The Growing Global Threat Of Antibiotic Resistance Ielts Reading Answers New! ✦ Trusted & Plus

Good luck with your IELTS preparation! Master the topic of antibiotic resistance, and you will be well-equipped to tackle similar scientific and health-related texts on your exam day.

Paragraph F outlines the financial disincentives: "The economic model for antibiotic development is fundamentally flawed... pharmaceutical giants prefer to allocate their R&D budgets to far more lucrative therapeutic areas."
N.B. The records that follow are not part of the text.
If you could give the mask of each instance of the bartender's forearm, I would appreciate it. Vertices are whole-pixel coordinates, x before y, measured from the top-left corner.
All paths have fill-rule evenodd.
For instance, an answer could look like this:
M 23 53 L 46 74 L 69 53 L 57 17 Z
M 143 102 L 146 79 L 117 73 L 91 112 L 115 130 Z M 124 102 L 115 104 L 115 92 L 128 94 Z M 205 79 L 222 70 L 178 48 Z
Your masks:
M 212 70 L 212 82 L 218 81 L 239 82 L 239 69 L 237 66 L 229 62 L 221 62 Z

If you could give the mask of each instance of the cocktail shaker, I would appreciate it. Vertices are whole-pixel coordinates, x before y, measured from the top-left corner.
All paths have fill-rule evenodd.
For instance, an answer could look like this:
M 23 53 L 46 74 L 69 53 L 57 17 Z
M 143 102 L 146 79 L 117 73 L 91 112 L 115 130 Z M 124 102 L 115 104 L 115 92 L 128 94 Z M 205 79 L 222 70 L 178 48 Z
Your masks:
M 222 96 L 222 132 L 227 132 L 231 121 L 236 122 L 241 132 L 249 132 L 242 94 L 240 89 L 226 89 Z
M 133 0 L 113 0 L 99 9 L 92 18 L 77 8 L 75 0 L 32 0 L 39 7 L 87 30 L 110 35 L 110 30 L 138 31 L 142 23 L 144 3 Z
The discovery of penicillin by Alexander Fleming in 1928 marked the dawn of the modern medical era. Before the widespread availability of antibiotics, minor cuts could lead to fatal septicemia, and common childhood illnesses like scarlet fever were equivalent to a death sentence. Antibiotics revolutionized healthcare, making complex surgeries, organ transplants, and cancer chemotherapies viable by effectively managing the risk of opportunistic bacterial infections. For decades, humanity enjoyed a period of relative biosecurity, confident that science had permanently conquered the microbial world. Good luck with your IELTS preparation

"Antibiotics are sometimes used solely to prevent infections" or "Hand washing has a positive effect on reducing spread". nativespeaker.vn Global Threat of Antibiotic Resistance - Bacteria - Scribd

Antibiotic resistance occurs when bacteria mutate in response to the use of these medicines. It is a natural evolutionary process; when exposed to an antibiotic, vulnerable bacteria die, but those with resilient genetic traits survive and multiply. However, human activity has accelerated this process to an alarming degree. The primary driver is the widespread misuse and overuse of antibiotics in both human medicine and agriculture. In many developing nations, antibiotics are available over-the-counter without a prescription, leading to self-medication for viral infections like the common cold, against which antibiotics are entirely useless. Paragraph C pharmaceutical giants prefer to allocate their R&D budgets

The reason why pharmaceutical corporations find antibiotic development unprofitable.

Paragraph C explicitly outlines how superbugs enter the human food chain through "direct contact with animals, consumption of contaminated meat, or agricultural runoff leaking into local water supplies." For decades, humanity enjoyed a period of relative

Antibiotics have been hailed as one of the greatest medical breakthroughs of the 20th century. Since the discovery of penicillin by Alexander Fleming in 1928, these ‘miracle drugs’ have saved millions of lives by combating bacterial infections that were once fatal. However, in recent decades, the efficacy of these drugs has been steadily eroding. The rise of antimicrobial resistance (AMR) – specifically antibiotic resistance – is now recognised by the World Health Organization (WHO) as one of the top ten global public health threats facing humanity.

Explanation: Found in Paragraph F: "...a highly coordinated, multi-pronged strategy known as the 'One Health' approach..."

Two distinct ways in which patients misuse antibiotics in human medicine.

Write: TRUE if the statement matches the passage, FALSE if it contradicts the passage, NOT GIVEN if there is no information.